Stuart Christopher Meaker (born 21 January 1989) is a former cricketer who played for Surrey and Sussex. His family came to England from South Africa in 2001, and he was educated at Cranleigh School. For cricketing purposes he is regarded as English. He is categorised by CricketArchive and Cricinfo as a right-arm fast medium bowler and a right-handed batsman. However, according to a 2011 article in The Observer in 2009 he was timed by the speed guns at the ECB's indoor school in Loughborough at 94 mph, the highest figure for any bowler measured there. Surrey's coach Ian Salisbury said of him: "He's always been able to bowl quick and he is a 90mph bowler, but he can also swing the ball, conventionally or reverse later on."

He played in two "Test" matches for the English U-19 cricket team in 2007. He also played in six Under-19 limited overs internationals, of which the last two were in the Under-19 World Cup in Malaysia in 2007–08.
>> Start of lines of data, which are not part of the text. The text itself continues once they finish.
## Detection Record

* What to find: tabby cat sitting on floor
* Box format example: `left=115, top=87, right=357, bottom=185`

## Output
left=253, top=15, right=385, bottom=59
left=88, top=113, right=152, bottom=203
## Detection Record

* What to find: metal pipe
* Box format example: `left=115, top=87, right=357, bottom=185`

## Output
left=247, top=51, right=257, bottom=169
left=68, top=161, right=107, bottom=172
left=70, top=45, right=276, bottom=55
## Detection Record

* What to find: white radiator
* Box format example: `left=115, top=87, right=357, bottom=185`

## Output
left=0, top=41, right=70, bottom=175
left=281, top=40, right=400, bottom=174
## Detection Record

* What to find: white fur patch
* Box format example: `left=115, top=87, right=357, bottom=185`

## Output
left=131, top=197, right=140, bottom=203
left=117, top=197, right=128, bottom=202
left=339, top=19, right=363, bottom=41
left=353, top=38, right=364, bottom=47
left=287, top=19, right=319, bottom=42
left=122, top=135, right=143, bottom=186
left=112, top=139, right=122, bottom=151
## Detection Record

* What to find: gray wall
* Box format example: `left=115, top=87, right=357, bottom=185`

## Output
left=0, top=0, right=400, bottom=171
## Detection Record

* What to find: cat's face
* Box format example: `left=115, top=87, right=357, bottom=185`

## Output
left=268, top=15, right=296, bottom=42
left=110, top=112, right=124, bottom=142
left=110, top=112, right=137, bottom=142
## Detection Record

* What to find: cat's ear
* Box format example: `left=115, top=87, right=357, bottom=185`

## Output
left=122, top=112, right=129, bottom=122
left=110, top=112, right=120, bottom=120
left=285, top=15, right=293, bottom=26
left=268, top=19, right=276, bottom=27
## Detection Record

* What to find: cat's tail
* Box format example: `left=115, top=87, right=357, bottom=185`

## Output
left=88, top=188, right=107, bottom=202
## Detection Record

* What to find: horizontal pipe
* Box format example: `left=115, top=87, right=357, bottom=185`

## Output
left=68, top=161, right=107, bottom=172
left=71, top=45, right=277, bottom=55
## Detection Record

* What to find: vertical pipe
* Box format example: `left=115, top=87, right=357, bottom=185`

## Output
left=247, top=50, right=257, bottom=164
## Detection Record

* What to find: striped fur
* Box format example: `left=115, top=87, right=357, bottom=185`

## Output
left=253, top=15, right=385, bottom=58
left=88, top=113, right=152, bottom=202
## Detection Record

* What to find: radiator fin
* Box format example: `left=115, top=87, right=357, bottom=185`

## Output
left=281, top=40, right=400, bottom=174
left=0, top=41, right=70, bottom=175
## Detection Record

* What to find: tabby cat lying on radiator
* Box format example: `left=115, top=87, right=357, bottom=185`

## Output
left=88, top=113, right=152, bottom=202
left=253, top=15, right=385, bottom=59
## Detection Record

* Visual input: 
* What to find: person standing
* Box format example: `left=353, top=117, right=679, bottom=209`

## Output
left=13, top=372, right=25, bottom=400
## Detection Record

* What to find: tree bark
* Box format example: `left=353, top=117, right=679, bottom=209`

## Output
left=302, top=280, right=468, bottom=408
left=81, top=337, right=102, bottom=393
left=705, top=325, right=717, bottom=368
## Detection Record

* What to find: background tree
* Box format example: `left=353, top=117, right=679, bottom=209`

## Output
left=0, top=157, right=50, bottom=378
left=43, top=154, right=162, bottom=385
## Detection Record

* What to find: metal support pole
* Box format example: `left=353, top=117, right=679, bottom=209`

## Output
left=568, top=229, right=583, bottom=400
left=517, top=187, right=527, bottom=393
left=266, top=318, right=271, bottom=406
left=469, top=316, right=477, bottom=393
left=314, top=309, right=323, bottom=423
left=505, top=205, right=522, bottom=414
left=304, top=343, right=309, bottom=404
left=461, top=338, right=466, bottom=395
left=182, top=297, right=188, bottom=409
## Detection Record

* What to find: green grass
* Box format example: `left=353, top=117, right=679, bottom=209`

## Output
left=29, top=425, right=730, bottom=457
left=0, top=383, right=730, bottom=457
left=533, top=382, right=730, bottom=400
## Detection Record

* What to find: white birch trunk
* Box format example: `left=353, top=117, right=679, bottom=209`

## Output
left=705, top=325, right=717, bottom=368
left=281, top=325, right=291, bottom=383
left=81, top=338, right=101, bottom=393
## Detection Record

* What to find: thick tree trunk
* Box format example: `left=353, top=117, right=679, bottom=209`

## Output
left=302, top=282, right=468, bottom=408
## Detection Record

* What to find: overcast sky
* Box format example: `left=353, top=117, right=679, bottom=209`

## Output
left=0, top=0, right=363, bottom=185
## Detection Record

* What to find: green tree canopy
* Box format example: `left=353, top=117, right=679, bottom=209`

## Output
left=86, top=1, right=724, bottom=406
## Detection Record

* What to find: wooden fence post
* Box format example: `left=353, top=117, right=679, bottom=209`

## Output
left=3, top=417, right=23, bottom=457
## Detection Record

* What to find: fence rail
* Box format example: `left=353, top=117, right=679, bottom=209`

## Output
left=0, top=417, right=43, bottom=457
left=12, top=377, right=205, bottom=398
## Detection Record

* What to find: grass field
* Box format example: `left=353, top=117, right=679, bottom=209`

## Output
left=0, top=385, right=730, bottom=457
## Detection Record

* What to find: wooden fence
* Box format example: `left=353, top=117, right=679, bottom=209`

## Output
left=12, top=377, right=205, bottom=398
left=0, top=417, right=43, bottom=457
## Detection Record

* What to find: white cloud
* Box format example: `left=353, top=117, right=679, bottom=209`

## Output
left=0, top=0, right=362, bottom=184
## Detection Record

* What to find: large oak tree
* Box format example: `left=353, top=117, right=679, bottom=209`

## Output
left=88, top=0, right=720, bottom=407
He made his first-class debut for Surrey against Loughborough UCCE in a match that began on 12 April 2008. He did not bat, but took one wicket for 53 runs. He made his List A debut for Surrey against Sussex on 28 May 2008, but did not bat or bowl.

The end of 2008 saw him off to Australia where he played for a club side in Sydney, before returning to play with Surrey. His 2009 season at Surrey saw him significantly improve both his batting and bowling figures.

In September 2011, he was called into England's squad for a one-day series in India later in the year. He had taken only 19 List A wickets at the time of his selection. He made his England One Day International debut on the tour, taking a wicket in the process.

In early November 2012 he was added to the England squad touring India, as cover for the injured Steven Finn. In December he was selected for his first Twenty20 International.

In January 2020, Surrey confirmed that they had released Meaker from his contract, and that he was to join Sussex on a two-year deal.